The upside to this all? I got a much higher quality car. The Skyline has double wishbone suspension, weighs 2800lbs, has 50/50 weight balance, tons of aftermarket, and is stock turbocharged. Aside from being only 220hp the only car that probably compares to this is the FD RX7 which costs significantly more than what I paid. All this plus the fact I have tens of thousands less miles than other cars I was looking at most of which were in the 130ks or higher. Plus no rust, no mods, no defects. Almost unheard of in USDM enthusiast cars over 10 years old. In the end I am pleased with my purchase.

Would I do it again? Yes. Now that I have the experience and know the process I feel like I could shave a large sum of money off of what I feel I lost out on in this deal. Here’s what will save you money that I learned from this:

  • Buy cars that are not just newly legal:  Don’t buy a car that just became legal. The prices go up, as you see here. What was a $2500 car is a $4000 car. I saw later R32s and cars like the Pulsar GTIR that are a while off yet for legality being around the $2000s price range in similar condition to my car. I ended up paying what they pay in Japan for a 90s Supra.
  • Find your own customs broker:  Find someone who will hold the car for you so you can get a reasonably priced shipping or time to come down and pick it up yourself. The people Pacific Coast found refused to do this for me and I heard there are some that will. I was forced to use their choice for a shipper who charged a good $400 more than who I wanted. That or take your vacation to Disney or Hollywood around the time the car is about to arrive and drive it home.

Pacific Coast did say they couldn’t use their usual shipper yet for US imports. They have a shipper they use in Canada that is supposedly much better that has a US subsidiary and the paperwork to import with them hasn’t been completed yet. It could be done by now as this was a month ago.

The Bullshit:

I’ve had to pay a few fees that I wasn’t told about.
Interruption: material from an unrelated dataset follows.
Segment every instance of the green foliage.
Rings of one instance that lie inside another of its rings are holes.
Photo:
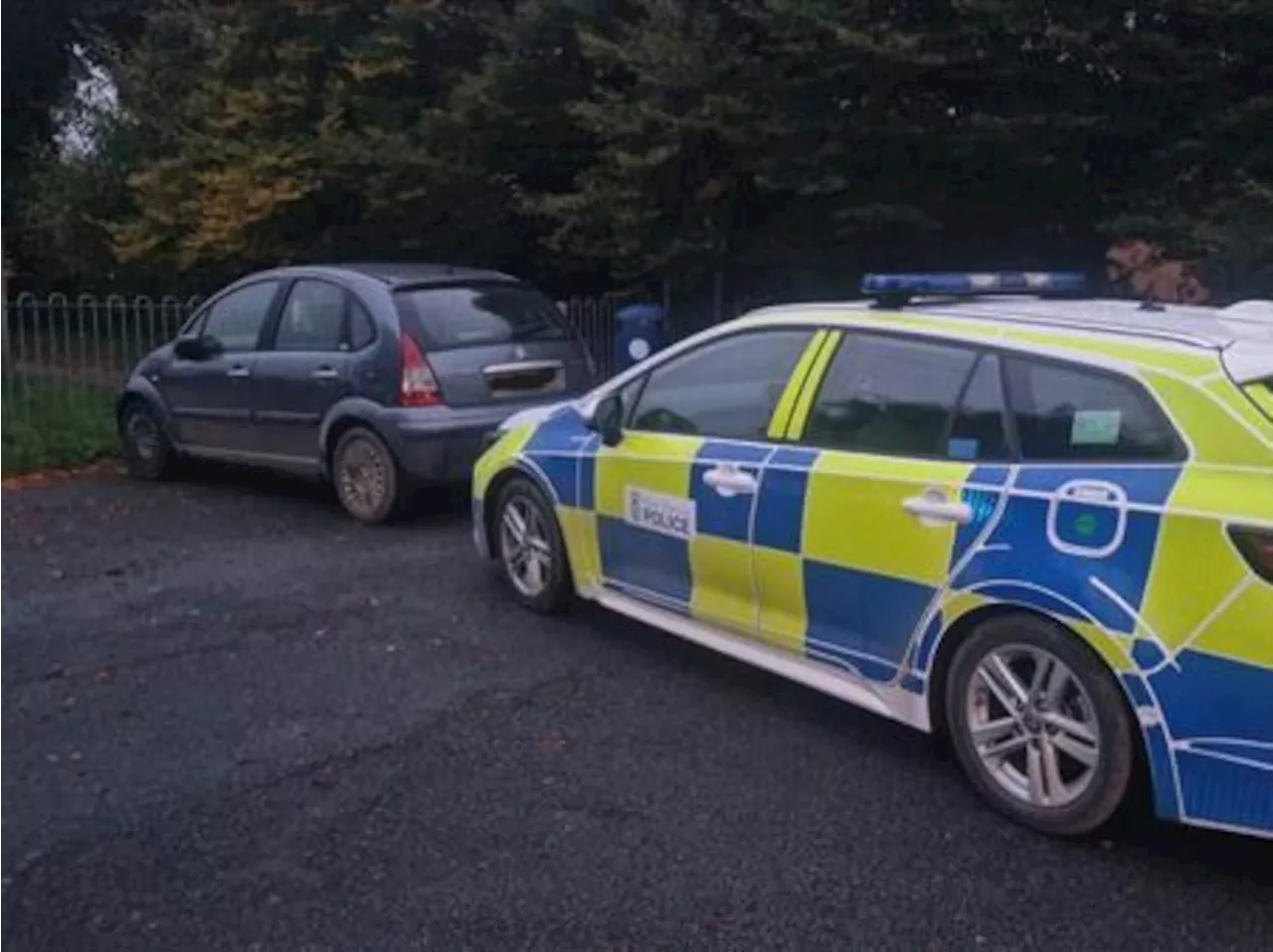
[[[81,466],[116,449],[109,391],[0,370],[0,476]]]
[[[27,210],[76,271],[843,289],[1132,230],[1236,288],[1273,249],[1270,34],[1250,0],[150,0]]]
Never had to import before and thought the customs fees were included in what I was quoted from Pacific Coat Auto. You can chalk this up to my lack of knowledge but I also wasn’t informed of this. On top of that the customs broker they used refused to let me pick my own shipper for the car so I had to pay a good $400 over what I would otherwise of had to pay. Then on top of that the remaining customs fees I was made unaware of.

I think in the future I will do this again, I want to buy a Pulsar GTIR eventually, however there has been NO info about this process online at all and I think I suffered some minor setbacks because of this. I hope all this information helps people here.
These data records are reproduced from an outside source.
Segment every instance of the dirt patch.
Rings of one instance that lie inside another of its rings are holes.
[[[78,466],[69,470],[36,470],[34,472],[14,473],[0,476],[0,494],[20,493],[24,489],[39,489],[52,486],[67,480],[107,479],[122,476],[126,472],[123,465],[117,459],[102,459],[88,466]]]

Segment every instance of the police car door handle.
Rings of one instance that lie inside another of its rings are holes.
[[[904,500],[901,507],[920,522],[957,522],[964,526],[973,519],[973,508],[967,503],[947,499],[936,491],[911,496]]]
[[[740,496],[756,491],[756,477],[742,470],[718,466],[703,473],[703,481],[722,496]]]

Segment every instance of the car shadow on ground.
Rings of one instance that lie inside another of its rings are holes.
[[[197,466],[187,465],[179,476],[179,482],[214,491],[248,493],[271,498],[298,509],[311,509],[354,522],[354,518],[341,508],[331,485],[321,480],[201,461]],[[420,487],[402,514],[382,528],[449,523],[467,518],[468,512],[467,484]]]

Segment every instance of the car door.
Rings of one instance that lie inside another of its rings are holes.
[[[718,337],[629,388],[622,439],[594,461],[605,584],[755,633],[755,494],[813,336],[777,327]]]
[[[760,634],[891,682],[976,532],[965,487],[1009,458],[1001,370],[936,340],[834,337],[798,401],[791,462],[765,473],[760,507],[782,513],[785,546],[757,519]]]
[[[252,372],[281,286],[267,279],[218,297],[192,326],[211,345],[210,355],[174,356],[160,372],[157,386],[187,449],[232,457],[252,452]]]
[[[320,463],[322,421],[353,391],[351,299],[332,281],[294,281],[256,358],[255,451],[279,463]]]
 *Sorry I do not have proper pictures at the moment, my camera is damaged. Here is what I was able to take with it anyways.

Epilogue: (about a month of ownership)

A month later I’ve been driving the car weekly, not as a daily the Mustang in the pic above is for that. The car is in excellent mechanical condition, did some standard maintenance and changed the coolant was all that was needed.

Despite it being a 25 year old car and a car that isn’t from this continent aftermarket parts were easy to find. I was able to get intercooler, downpipe to fit the exhaust housing of the turbo (6 bolt that’s unique to this car), easily. Bought from FRSport, Nengun (in Japan), and Japspeed (in the UK), all had parts for this car.

Nengun’s parts are comparatively cheaper even with the shipping still ends up costing less than buying locally, shipping just takes a month. Also the shipping from the UK for the downpipe was not much more than shipping between the US on similar parts plus they give you a “discount” off their listed prices which includes VAT which foreigners don’t pay. Most everything else, OEM replacement parts for example, was available locally since this shares parts with most 90s Nissans. 300ZX and 240SX especially.

Fit my old 350z’s wheels, got new tires, and going to autocross next weekend. I’ll be the slowest car in modified.